İyi okumalar 🌹
"4 yıl önce... 8. sınıfı yeni bitirmiştim.Yaz tatiliydi .Babam... Anneme ve bana hep... Şiddet uygulardı.Bana çok dokunmasada annem sanırım hergün yaşıyordu."
"Yine birgün babam geldi. Galiba sarhoştu. Anneme tam el kaldırıp vuracaktı ki ben önüne atladım. Ona bi'daha vurmasını istemedim. Beni kolundan tutup sertçe yere itti. Ardından anneme birkaç tokat attı. Gözümün önünde şiddet uyguluyordu. "
Gözlerim dolmuştu . Artık Alp hoca yerine yerdeki fayanslara bakıyordum. Göz yaşlarımı akıtmamak için zor duruyordum ama sesimin garipleştiği kesindi.
" Anneme biraz daha zarar verince ona bağırdım.'Bırak annemi artık .'dedim. Gözlerini bi'anda bana çevirdi. Üstüme yürümeye başladı. Bana 'Sen ölmek mi istiyorsun,birazdan diğer dünyaya gideceksin' gibi şeyler söylüyordu. Tam boğazımı sıkacaktı ki önümde durdu. Gözlerini bi noktaya dikti. Ardından yığılıp kaldı." Artık büsbütün ağlıyordum. Ama anlatacaktım. Buna kararlıydım.
"Sırtından kanlar süzüldü. Sonra anneme baktım. Gözleri kocaman olmuştu ve elinde bıçak vardı. Babama sapladığı bıçak. Sanırım bana bişey yapacağından korkmuş ve sehpaya meyvelerle birlikte bıraktığı bıçağı alıp sırtına saplamıştı. Bir süre annemle öylece kaldık. Ne yapmamız gerekiyordu hiçbir fikrimiz yoktu. O kadar çok öyle durmuştuk ki her yer kan olmuştu. Sonunda aklıma ambulansı aramak geldi. Anneme ambulansı arayacağımı söylerken telefonu bulmaya çalıştım. Numarayı tuşlarken annem polisi aramamı istedi. Onun çoktan öldüğünü ve kendininde katil olduğunu söyledi. Sonra polisi aradım. Zar zor annenin babamı öldürdüğünü söyledim. Hemen geldiler. Herşeyi güçlüklede olsa anlattık. Babamı morga bizide ifade almaya götürdüler. Birkaç günü annemle perişan halde geçirdik. Ardından annemi hapse attılar. Benide buradaki amcamlara yerleştirdiler. Ama yengem beni pek istemedi. Durumlarıda çok iyi değildi zaten. Beni buradaki pansiyona kaydettirdiler. Annem başka şehirde olduğu için yılda en fazla 3 -4 kez görebileceğimi söyledi amcam. İlk 2 yıl 3-4 defada olsa onu görebilmiştim. Ama sonra ... " Şuan resmen yaşlara boğulmuştum. Derin ve sesli bir nefes alıp devam ettim.
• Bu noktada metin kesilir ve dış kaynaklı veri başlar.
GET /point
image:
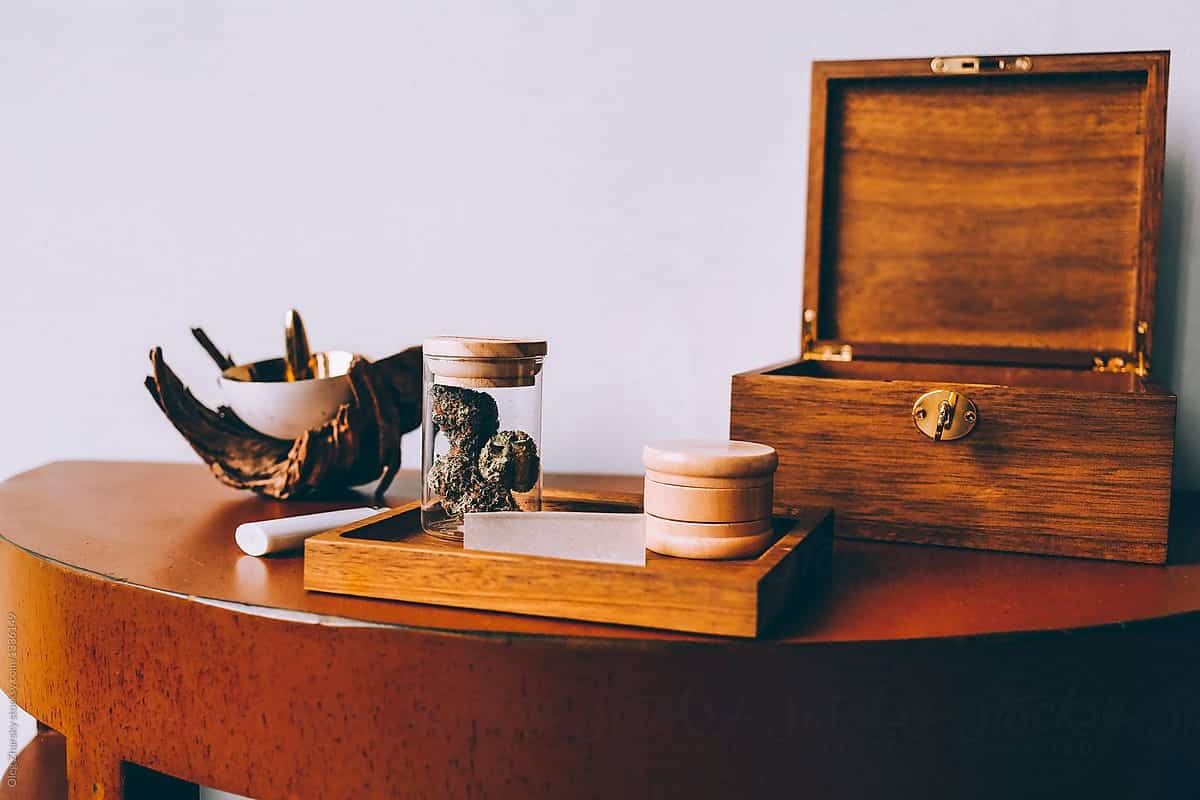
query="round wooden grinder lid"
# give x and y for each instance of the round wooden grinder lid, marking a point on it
(711, 459)
(479, 362)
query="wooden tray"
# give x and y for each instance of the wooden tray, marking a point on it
(390, 557)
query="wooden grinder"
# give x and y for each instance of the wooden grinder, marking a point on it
(709, 499)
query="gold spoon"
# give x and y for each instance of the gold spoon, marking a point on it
(295, 352)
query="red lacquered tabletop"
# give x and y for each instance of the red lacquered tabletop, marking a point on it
(166, 659)
(169, 527)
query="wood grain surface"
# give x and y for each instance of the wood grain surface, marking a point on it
(1045, 470)
(886, 672)
(393, 558)
(990, 234)
(1007, 211)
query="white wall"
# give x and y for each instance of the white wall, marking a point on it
(623, 178)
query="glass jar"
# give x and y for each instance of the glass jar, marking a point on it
(481, 429)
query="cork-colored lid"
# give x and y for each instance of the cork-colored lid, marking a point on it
(711, 458)
(472, 347)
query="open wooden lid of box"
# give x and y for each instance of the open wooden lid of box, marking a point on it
(985, 209)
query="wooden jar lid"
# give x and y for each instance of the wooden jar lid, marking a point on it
(484, 364)
(473, 347)
(711, 458)
(694, 504)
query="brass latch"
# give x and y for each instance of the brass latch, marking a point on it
(809, 348)
(943, 415)
(1138, 366)
(960, 65)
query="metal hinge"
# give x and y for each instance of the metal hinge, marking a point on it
(1138, 366)
(810, 350)
(963, 65)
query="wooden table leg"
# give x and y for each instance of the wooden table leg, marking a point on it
(93, 774)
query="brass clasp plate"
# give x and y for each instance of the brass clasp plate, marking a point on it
(960, 65)
(943, 415)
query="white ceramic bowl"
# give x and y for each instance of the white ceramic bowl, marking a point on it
(259, 394)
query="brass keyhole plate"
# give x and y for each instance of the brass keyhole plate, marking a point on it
(953, 411)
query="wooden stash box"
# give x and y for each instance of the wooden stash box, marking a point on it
(985, 229)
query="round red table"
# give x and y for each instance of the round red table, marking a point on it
(157, 650)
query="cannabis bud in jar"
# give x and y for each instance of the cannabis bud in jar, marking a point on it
(483, 425)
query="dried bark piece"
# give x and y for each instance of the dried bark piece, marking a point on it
(360, 444)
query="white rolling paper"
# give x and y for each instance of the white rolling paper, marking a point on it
(580, 536)
(286, 534)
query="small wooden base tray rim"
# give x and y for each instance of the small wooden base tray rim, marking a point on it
(389, 557)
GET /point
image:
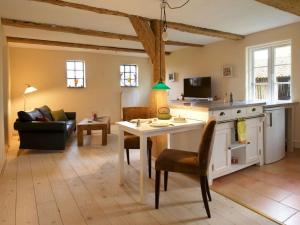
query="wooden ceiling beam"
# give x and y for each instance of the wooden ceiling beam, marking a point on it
(81, 31)
(173, 25)
(204, 31)
(145, 35)
(72, 45)
(290, 6)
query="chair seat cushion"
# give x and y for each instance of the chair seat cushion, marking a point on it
(178, 161)
(133, 142)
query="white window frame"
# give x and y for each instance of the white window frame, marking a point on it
(84, 74)
(250, 83)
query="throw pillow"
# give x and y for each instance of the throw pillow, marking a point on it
(59, 115)
(42, 119)
(46, 111)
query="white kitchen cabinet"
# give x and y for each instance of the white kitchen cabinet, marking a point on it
(253, 149)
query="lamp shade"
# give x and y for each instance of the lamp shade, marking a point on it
(29, 89)
(160, 86)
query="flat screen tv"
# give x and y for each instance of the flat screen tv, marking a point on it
(197, 87)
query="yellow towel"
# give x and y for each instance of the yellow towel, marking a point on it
(241, 130)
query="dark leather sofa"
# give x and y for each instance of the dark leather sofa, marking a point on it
(37, 130)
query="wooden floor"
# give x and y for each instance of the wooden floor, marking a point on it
(80, 187)
(273, 189)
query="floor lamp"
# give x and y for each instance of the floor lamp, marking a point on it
(29, 89)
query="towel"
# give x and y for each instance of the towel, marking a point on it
(241, 130)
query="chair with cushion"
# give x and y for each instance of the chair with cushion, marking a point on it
(131, 141)
(172, 160)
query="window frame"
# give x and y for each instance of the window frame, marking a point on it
(137, 75)
(83, 70)
(250, 82)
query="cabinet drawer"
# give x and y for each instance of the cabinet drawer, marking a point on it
(222, 114)
(254, 110)
(239, 112)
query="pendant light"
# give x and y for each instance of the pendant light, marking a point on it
(160, 85)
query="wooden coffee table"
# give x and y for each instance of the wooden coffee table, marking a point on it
(102, 123)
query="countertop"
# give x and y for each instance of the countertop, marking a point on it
(220, 105)
(215, 105)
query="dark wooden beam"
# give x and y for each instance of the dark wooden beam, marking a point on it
(172, 25)
(204, 31)
(145, 35)
(81, 31)
(290, 6)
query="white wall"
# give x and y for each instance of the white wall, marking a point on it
(3, 98)
(45, 70)
(208, 61)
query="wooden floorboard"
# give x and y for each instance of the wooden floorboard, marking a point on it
(79, 186)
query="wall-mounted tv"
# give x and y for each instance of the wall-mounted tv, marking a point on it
(197, 87)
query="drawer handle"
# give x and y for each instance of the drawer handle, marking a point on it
(222, 114)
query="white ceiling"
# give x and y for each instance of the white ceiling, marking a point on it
(235, 16)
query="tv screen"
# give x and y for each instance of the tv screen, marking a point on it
(198, 87)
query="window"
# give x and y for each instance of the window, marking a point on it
(129, 76)
(269, 72)
(75, 74)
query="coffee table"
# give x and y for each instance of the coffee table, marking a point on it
(102, 123)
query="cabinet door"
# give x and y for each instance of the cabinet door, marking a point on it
(252, 149)
(221, 155)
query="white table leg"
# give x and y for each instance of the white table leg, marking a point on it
(121, 156)
(143, 169)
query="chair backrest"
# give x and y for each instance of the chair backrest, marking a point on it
(205, 148)
(130, 113)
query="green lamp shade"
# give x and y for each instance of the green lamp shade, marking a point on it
(160, 86)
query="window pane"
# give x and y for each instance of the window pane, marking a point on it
(70, 83)
(261, 72)
(70, 65)
(133, 69)
(261, 91)
(79, 74)
(283, 55)
(261, 58)
(282, 91)
(79, 83)
(78, 65)
(282, 73)
(70, 74)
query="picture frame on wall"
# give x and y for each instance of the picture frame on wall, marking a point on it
(172, 77)
(227, 71)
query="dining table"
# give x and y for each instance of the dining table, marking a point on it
(145, 128)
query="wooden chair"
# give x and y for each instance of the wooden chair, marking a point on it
(187, 162)
(131, 141)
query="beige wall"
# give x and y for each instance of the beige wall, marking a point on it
(208, 61)
(45, 70)
(3, 97)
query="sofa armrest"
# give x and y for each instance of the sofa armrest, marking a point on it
(40, 126)
(71, 115)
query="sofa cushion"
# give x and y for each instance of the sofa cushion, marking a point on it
(59, 115)
(46, 111)
(29, 116)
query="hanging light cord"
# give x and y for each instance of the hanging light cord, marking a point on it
(176, 7)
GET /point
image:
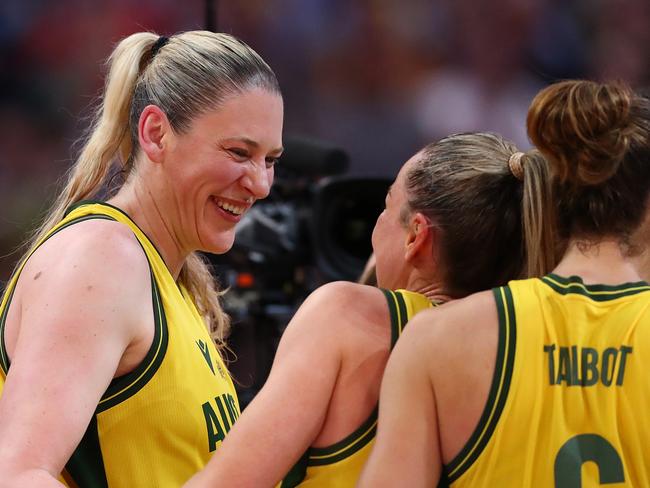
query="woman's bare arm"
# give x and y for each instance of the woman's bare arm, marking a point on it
(285, 417)
(77, 313)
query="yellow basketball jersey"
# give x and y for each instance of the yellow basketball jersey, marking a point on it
(340, 465)
(569, 401)
(159, 424)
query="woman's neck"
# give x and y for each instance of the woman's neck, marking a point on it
(600, 262)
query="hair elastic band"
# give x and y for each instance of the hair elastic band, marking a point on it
(158, 45)
(516, 168)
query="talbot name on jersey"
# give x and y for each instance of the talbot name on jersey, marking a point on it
(586, 366)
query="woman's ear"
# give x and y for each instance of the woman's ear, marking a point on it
(420, 237)
(152, 128)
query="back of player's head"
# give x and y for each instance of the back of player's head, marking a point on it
(487, 199)
(596, 138)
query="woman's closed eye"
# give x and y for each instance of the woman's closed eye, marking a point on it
(239, 153)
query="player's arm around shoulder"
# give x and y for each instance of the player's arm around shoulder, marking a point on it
(287, 414)
(407, 450)
(79, 305)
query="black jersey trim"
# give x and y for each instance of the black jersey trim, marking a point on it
(398, 314)
(321, 456)
(9, 291)
(126, 386)
(86, 465)
(297, 474)
(598, 293)
(4, 358)
(498, 390)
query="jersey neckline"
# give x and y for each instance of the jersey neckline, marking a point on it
(575, 285)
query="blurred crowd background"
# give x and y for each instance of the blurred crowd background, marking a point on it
(379, 78)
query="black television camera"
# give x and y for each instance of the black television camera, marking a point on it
(314, 227)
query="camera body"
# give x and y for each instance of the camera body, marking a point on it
(314, 228)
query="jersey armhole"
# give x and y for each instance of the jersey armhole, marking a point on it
(498, 390)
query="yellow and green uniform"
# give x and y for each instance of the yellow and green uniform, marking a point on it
(340, 465)
(157, 425)
(570, 393)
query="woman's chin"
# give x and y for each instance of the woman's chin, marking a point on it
(221, 245)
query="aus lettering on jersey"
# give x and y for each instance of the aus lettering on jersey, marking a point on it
(220, 414)
(586, 366)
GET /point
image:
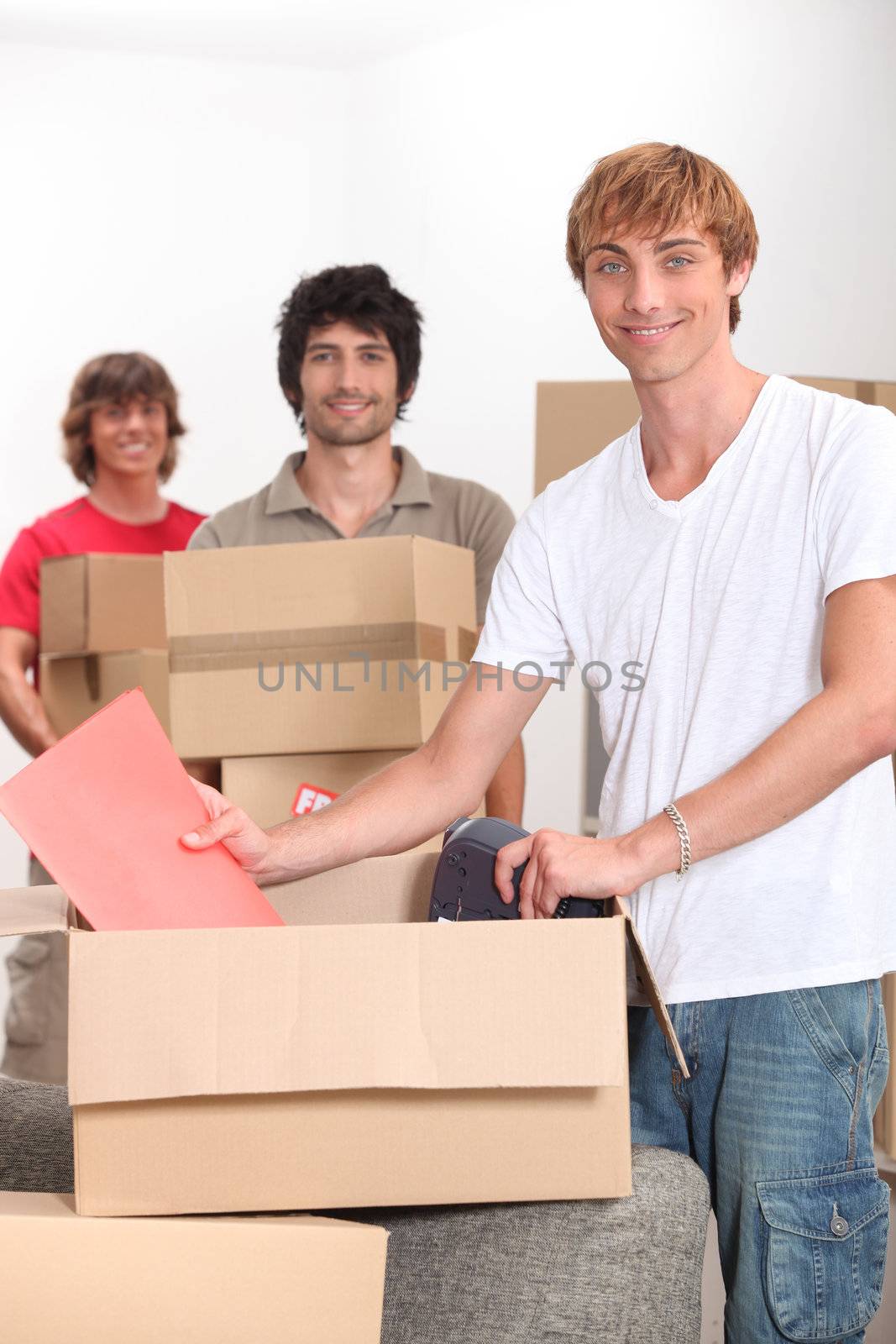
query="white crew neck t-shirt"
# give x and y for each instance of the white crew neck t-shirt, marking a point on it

" Hapishanede onu öldürmüşler. Şuan mezarına bile gidemiyorum."
Alp hoca anlatırken sürekli uzattığı mendil paketinden bir daha uzattı. Yüzümdeki yaşların tamamını temizledim sonra dün olanları anlatmaya başladım.
"Dün bana atılan iftiradan sonra yanınıza geli-"
"Ne iftirası?"
"Dün beni kopya çekmekle suçlamışlardı. Onu diyorum."
"Sen kopya çekmedin mi şimdi?"
"Tabi ki de çekmedim hocam. Ben hayatımda yalnızca 1 kere kopya çektim. O da sınavdayken birinin kağıdı önüme düşmüştü ve yanlışlıkla görmüştüm. Yani ben kopya çekmem."
'İşte onu söylemeyecektin. Niye kopya çektiğini söylüyorun kızım?'
'Ay söylemesemiydim? Aman boşver zaten yanlışlıkla olmuştu. '
"Peki bi kanıtları varmı sana iftira attığını söylediğinin arkadaşlarının?"
"Onları bilmem ama benim defterinde aldığım sayfalarca notlarım var. Kanıttan sayılır mı ?"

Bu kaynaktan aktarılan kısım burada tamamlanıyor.